The show will be broadcast live on both Animal Planet and Discovery, starting 8 p.m. (ET) both nights. According to one recent survey conducted by both the American Kennel Club (AKC) and the IAMS pet food company, 88 percent of dog owners said they are more likely to watch a dog show on TV today than compared to a decade ago. Last year's telecast garnered the highest ratings ever for a dog show on Animal Planet. Millions will be watching.
"Oh my, I better look good then," says Michele Billings, of Ft. Lauderdale, FL, who will be the Best in Show judge. "Of course, I've been on TV before and you don't want to look terminally ill, so I've learned TV makeup is a good idea."
Does that also go for the dogs? "No," she laughs.
But that's not to say many dogs aren't primped backstage so they look their best. While lucky Labs need only a quick once-over with a brush, poodles, the Maltese, Yorkshire terrier and assorted other breeds get an entire spa treatment before they enter the ring. Groomers are clipping faster than you think fingers can move; the dogs are blow dried, fluffed and puffed. Every hair is in just the right place before they enter the ring.

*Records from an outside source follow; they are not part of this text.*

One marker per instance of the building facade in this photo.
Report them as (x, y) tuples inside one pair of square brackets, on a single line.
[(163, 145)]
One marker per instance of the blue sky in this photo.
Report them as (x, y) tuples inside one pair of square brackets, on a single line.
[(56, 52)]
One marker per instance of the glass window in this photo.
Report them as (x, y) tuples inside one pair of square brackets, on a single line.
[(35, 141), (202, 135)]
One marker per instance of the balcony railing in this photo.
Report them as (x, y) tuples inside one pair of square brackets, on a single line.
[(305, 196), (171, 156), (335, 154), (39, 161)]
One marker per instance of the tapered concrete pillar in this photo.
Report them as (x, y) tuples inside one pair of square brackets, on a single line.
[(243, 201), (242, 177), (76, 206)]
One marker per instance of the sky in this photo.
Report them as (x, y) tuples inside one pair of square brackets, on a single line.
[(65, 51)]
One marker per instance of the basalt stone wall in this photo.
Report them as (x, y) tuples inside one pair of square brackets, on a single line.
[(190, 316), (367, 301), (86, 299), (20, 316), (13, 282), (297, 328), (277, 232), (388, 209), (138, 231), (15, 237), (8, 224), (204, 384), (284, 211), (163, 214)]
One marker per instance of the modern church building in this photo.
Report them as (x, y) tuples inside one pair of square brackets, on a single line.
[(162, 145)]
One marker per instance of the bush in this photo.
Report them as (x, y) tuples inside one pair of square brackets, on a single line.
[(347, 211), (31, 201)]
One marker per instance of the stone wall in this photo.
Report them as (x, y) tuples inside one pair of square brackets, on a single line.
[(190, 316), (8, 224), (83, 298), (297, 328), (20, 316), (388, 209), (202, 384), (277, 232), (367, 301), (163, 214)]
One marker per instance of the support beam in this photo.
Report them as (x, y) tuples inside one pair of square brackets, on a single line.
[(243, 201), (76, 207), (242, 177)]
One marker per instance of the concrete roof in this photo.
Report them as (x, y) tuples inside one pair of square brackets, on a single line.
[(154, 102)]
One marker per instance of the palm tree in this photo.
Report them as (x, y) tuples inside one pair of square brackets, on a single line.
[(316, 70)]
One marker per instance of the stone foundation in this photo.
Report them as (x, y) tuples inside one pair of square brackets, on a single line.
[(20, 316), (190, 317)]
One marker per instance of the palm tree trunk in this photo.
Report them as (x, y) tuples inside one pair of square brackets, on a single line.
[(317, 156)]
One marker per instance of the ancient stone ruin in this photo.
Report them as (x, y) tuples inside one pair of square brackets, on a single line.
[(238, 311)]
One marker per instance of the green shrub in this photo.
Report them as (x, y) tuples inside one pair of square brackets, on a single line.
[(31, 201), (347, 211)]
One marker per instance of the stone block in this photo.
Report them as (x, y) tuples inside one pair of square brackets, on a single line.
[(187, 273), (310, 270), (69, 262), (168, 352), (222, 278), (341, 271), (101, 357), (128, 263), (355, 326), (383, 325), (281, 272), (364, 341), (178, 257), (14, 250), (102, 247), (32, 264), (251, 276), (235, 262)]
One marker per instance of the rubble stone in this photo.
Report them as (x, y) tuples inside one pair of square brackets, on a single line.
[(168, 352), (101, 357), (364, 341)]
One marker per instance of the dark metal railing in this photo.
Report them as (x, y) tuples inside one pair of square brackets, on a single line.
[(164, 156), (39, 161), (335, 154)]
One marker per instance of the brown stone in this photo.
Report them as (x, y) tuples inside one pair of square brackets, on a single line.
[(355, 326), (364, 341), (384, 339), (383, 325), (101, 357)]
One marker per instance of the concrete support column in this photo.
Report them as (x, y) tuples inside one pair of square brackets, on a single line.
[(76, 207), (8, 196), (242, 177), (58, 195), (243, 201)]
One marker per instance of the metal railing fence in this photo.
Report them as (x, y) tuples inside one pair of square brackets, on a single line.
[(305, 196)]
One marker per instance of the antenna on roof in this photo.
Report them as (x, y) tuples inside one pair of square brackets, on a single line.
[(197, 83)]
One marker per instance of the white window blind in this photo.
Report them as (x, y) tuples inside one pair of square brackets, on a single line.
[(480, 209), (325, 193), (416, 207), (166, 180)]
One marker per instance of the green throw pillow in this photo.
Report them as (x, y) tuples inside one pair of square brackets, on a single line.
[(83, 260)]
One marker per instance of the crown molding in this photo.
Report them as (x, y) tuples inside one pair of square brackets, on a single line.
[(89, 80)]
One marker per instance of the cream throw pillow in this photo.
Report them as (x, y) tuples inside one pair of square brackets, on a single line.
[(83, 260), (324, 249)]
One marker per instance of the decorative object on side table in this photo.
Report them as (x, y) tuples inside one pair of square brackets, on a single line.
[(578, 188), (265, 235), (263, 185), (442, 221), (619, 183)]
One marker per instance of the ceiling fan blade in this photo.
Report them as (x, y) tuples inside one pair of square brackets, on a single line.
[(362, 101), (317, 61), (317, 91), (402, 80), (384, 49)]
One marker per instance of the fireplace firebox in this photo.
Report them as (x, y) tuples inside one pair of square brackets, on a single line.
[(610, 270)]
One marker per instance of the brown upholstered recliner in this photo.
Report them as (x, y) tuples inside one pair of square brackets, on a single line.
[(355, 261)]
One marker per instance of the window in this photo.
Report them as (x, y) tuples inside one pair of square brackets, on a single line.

For all dogs, from primped poodles to come as you are pugs, judges inspect the dogs to determine how close they come to matching the written breed standard.
Billings has been judging since 1972, and she's judged shows all over the world, in all hundreds, and – so far – she says, "I have yet to judge the perfect dog. If you look hard enough, there's always something isn't there?"
Billings says her job is to look - that's exactly what the judges are doing at dog shows, a lot of looking. Small dogs are placed up on a table so the judges can get a closer look (and it saves wear and tear on their backs).
Judges open the dogs' mouths, not to check for minty fresh breath, but rather to make certain all the teeth are there.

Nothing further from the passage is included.